The slight uptick in European business aircraft traffic that began at the end of 2013 continued into 2014, producing the first positive year-end numbers in three years, according to the European Business Aviation Association (EBAA).

Total flight movements – including departures, arrivals, internals and overflights – increased 0.7 percent during 2014, and nine of the 12 months were in the plus column. The traffic rose only slightly, “but at least we’re talking about growth,” said EBAA CEO Fabio Gamba.

Three of the four traditional European market leaders posted traffic gains in 2014: movements in France increased 1.1 percent, U.K. traffic rose 2.2 percent and Italy recorded 0.1 percent growth, respectively.

The glaring outlier is Ukraine, whose traffic dropped 39.6 percent after the crisis with Russia flared in February.

“Ukraine used to be a relatively important market for business aviation,” Gamba noted, citing the country’s size, location and number of companies using business aviation located there. Business aviation traffic in Ukraine had grown 13.4 percent in 2011, 12.6 percent in 2012, and 6.3 percent in 2013.

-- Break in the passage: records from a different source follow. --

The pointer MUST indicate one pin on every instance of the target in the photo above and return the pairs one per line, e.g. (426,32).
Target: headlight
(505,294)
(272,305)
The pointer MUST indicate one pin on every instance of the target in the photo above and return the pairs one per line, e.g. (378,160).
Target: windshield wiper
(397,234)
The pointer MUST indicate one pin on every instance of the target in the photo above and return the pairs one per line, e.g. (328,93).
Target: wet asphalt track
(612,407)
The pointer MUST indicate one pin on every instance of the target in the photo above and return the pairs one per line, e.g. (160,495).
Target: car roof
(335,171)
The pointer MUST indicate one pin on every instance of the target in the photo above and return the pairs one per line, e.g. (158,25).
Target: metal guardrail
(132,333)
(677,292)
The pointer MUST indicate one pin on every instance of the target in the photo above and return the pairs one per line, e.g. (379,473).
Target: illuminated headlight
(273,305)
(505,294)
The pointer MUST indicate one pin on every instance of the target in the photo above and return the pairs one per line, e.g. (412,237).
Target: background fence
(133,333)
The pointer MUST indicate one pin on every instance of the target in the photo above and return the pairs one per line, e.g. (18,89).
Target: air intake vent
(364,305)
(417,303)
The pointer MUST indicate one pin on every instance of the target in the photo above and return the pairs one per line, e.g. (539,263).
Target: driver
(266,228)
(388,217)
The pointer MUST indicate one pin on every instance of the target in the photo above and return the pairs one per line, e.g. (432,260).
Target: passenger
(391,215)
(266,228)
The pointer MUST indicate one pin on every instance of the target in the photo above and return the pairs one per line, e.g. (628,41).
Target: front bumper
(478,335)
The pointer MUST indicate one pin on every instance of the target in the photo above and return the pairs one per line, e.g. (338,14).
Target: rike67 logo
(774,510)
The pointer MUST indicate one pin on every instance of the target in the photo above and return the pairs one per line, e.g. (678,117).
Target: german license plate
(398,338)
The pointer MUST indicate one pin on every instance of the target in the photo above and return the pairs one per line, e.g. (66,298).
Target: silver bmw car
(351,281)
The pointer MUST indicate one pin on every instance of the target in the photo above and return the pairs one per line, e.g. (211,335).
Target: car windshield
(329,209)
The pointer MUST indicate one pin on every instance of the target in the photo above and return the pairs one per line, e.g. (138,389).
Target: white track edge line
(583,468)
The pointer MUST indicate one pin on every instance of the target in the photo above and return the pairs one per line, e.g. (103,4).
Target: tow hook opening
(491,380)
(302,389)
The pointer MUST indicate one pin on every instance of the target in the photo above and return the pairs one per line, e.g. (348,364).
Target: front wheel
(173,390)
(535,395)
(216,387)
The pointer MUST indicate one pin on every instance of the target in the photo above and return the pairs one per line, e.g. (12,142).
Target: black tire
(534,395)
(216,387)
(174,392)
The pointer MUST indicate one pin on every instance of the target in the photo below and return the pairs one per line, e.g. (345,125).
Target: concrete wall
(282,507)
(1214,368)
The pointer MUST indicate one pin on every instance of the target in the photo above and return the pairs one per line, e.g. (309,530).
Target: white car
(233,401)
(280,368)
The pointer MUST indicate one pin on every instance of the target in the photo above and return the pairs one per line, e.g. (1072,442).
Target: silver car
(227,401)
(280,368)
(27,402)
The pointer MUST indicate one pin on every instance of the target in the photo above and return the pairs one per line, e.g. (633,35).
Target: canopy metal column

“It’s now almost at a standstill, and is definitely affecting countries that are neighbors.” Moldova, for example, lost a quarter of its flight movements last year. Belarus and Albania were off slightly as well. “Whether these countries will be able to find solutions by developing ties with countries in other parts of Europe remains to be seen,” said Gamba.

Gamba said the Czech Republic was impacted in the early months of the conflict, but business traffic there rebounded, in part, by implementing satellite-based approaches (localizer performance with vertical guidance) at Brno and Ostrava airports.

Gamba is “cautiously optimistic” that the upward trend will continue in 2015, and is hopeful that growth overall will be between 1.0 and 1.5 percent.” His caveat, however, is that “something unforeseen could block recovery” of the European economies.

A particular concern is Greece, which is holding an election on Jan. 25 in the wake of its coalition government collapse. Gamba fears that if business conditions deteriorate in Greece, it could have a spillover effect to other fragile southern European states. Italy and Spain are business aviation’s fourth and fifth largest markets in Europe, respectively, and Portugal is home to Europe’s largest fleet, NetJets.

EBAA predicts it won’t be until 2017 that traffic levels again reach 2007’s peak. Gamba calls it the “lost decade,” adding that pre-recession numbers were inflated, in part, by a bubble of “newcomers creating overcapacity.” Now, after a double-dip correction in 2008-09 and 2011-12, the industry is going through a consolidation phase, one example being the recently announced Gama Aviation and Hangar 8 merger.